A Brazilian Senate committee voted on Friday to recommend starting an impeachment trial against President Dilma Rousseff, who now faces being suspended from office in less than a week.
The special committee’s decision was non-binding but marked the last formal stage before the full Senate votes Wednesday on whether to put the leftist leader on trial.
“The case now goes to the full federal Senate,” announced opposition Senator Raimundo Lira.
With the Senate considered almost certain to open the trial next week, Rousseff is preparing to step aside for up to six months while the 81 senators decide her fate, plunging Brazil into ever deeper political infighting.
As soon as Rousseff is suspended Vice President Michel Temer, a center-right politician whose party recently broke off its shaky alliance with Rousseff’s Workers’ Party, would become interim president.
At the end of the trial, which could take months, a two thirds majority would be needed to remove Rousseff from office.
The impeachment battle, a crumbling economy, and corruption probes against dozens of leading politicians and business executives have left Latin America’s biggest country in turmoil ahead of the Rio Olympics this August.

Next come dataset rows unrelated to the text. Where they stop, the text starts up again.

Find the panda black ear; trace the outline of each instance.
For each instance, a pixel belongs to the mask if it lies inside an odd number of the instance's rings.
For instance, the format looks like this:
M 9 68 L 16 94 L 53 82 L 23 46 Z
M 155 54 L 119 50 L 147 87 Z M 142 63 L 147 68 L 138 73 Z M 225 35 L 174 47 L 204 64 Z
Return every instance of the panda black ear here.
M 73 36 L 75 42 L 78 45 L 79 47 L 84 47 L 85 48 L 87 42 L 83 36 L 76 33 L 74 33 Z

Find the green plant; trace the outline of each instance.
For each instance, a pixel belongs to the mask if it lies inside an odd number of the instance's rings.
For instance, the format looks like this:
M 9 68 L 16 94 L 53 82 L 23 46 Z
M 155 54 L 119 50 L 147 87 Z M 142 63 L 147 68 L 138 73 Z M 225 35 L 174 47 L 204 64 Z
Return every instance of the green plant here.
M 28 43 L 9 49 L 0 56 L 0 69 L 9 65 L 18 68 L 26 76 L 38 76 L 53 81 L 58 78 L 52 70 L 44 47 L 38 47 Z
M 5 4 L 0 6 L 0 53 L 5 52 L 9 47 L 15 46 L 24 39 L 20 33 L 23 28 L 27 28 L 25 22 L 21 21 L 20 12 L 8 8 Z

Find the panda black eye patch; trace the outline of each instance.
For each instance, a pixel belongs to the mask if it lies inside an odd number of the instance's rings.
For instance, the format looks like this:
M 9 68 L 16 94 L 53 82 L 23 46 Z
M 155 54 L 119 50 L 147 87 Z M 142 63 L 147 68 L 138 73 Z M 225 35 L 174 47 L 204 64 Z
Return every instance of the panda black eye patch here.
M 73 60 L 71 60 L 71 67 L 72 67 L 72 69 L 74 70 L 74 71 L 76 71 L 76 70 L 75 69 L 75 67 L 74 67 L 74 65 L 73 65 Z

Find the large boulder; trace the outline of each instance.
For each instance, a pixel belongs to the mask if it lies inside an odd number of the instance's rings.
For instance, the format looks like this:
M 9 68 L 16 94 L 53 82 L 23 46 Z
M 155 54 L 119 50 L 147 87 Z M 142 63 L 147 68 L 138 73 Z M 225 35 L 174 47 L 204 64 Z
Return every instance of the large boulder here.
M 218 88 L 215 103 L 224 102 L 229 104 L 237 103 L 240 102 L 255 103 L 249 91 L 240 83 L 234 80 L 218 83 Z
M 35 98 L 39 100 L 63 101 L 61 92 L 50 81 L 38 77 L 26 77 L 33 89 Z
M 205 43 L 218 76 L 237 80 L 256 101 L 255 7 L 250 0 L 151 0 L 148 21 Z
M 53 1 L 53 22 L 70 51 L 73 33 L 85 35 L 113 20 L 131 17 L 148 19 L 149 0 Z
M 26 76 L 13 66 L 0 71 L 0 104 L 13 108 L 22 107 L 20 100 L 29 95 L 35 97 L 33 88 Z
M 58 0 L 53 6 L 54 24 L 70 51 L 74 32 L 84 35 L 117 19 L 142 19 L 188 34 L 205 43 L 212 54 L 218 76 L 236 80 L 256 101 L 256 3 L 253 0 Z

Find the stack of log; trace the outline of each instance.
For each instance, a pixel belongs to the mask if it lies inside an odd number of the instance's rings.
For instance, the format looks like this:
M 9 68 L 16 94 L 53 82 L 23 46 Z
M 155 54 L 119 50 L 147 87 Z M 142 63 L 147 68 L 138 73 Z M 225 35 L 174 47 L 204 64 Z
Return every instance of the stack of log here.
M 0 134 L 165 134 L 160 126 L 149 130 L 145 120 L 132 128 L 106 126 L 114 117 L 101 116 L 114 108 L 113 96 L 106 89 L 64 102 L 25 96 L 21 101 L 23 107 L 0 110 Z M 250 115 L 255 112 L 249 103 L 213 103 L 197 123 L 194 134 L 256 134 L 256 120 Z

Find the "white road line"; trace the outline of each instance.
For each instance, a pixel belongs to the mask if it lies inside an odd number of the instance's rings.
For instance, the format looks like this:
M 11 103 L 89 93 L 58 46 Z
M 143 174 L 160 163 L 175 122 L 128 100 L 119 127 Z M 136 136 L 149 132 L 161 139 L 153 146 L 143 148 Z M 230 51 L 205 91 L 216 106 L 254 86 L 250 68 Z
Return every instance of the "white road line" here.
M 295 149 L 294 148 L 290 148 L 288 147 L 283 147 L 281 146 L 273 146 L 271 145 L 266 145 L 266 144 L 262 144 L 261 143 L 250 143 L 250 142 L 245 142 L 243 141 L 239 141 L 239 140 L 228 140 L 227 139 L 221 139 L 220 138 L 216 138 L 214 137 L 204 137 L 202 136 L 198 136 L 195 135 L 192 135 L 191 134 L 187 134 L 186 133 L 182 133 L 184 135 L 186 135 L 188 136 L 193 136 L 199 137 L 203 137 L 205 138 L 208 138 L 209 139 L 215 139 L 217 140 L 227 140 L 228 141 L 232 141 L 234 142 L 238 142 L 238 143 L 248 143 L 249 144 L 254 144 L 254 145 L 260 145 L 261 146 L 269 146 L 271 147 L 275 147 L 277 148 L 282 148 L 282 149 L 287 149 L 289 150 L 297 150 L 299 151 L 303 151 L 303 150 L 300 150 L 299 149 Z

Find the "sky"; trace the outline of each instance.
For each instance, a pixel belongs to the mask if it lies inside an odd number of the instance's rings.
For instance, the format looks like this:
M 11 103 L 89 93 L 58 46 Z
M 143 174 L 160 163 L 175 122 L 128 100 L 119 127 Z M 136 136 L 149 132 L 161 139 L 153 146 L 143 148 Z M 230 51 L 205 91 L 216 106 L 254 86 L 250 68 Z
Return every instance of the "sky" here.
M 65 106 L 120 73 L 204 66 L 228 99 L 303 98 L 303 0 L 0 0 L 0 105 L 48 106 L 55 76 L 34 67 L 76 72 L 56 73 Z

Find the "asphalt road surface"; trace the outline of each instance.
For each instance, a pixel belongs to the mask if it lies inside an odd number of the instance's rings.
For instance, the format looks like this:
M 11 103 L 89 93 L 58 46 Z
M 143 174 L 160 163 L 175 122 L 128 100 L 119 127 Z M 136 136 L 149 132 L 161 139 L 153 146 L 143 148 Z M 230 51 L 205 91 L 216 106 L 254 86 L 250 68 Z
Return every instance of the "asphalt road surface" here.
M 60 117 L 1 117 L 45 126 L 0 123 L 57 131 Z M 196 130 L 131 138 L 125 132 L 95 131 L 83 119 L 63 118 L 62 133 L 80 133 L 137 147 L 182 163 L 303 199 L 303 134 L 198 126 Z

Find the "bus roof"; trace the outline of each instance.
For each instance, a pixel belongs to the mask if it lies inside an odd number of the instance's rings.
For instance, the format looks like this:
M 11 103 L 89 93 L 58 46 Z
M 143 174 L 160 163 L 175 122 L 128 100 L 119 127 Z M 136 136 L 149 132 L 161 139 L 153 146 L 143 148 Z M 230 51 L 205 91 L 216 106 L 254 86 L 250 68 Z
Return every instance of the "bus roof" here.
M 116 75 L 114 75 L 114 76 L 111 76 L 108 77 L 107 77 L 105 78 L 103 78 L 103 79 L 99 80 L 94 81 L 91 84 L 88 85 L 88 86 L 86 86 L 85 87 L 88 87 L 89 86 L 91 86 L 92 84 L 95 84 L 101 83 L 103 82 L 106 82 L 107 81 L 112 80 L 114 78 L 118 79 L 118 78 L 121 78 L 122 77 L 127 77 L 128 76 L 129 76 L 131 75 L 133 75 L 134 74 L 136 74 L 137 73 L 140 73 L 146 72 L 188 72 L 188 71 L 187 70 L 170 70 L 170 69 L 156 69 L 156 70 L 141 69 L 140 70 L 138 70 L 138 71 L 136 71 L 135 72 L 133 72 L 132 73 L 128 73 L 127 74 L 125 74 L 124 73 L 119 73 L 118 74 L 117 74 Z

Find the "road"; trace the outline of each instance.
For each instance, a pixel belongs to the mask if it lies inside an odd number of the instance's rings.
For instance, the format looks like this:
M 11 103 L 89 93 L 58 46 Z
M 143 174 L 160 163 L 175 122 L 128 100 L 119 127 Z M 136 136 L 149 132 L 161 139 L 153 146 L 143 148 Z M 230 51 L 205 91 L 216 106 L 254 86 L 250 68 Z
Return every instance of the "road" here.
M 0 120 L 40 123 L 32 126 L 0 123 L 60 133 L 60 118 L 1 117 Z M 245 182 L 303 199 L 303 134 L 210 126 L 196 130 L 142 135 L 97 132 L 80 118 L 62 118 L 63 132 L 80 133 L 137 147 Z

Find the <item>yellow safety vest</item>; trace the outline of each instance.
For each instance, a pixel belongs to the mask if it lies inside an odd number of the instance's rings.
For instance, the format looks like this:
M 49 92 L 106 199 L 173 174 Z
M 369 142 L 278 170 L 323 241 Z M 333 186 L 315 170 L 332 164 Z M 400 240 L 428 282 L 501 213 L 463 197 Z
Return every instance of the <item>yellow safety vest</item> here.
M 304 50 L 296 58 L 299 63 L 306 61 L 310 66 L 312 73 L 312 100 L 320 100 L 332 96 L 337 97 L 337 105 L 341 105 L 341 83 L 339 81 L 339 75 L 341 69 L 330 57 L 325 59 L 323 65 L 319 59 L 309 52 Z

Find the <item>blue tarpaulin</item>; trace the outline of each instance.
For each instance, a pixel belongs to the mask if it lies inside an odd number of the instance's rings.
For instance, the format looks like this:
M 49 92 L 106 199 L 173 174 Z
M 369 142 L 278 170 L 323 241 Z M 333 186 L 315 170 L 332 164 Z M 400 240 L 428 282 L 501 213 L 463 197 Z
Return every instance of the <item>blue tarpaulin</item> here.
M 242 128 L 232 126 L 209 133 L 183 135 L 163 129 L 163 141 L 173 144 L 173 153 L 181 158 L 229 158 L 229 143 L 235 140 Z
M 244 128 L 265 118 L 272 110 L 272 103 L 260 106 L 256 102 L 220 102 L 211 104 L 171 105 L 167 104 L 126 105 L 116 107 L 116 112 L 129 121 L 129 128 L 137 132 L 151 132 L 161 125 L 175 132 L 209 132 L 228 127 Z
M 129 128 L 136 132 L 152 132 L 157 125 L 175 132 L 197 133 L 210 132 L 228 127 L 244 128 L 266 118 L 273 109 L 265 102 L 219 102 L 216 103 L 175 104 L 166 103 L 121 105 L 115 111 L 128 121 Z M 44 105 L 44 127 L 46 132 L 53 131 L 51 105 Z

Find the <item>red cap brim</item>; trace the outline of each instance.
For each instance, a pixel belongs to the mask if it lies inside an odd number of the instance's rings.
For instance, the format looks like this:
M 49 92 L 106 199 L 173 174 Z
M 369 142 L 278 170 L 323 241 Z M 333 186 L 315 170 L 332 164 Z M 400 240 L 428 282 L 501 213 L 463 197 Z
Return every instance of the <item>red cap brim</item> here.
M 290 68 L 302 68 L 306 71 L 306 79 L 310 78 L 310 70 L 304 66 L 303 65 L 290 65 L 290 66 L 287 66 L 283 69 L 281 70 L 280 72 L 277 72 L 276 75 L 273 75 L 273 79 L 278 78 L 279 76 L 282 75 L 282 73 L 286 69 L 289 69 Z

The impeachment is based on accusations that Rousseff made illegal accounting maneuvers to mask the depth of Brazil’s economic troubles during her tight 2014 reelection victory.
The country’s first female president says the charges are trumped up to turn the impeachment process into a coup d’etat and that she will not give in.
“I have the nature of someone who resists and I will resist to the last day,” she said Friday at a ceremony where she handed over housing to the poor, one of the Workers’ Party’s signature policies – and one she claimed would be threatened by her departure.
The Senate vote and debate next week is expected to take more than 20 hours, likely stretching into Thursday, Brazilian media reports said. Rousseff’s suspension could take effect Friday, according to current estimates.
She would be allowed to remain in her presidential residence but will lose access to the executive offices and will be on half pay. There are still questions over her exact status, including whether she will be able to use Air Force planes for travel.
While Rousseff fights for her political survival, both her closest allies and some of her most bitter enemies are being sucked into an ever deepening corruption scandal centered on state oil company Petrobras.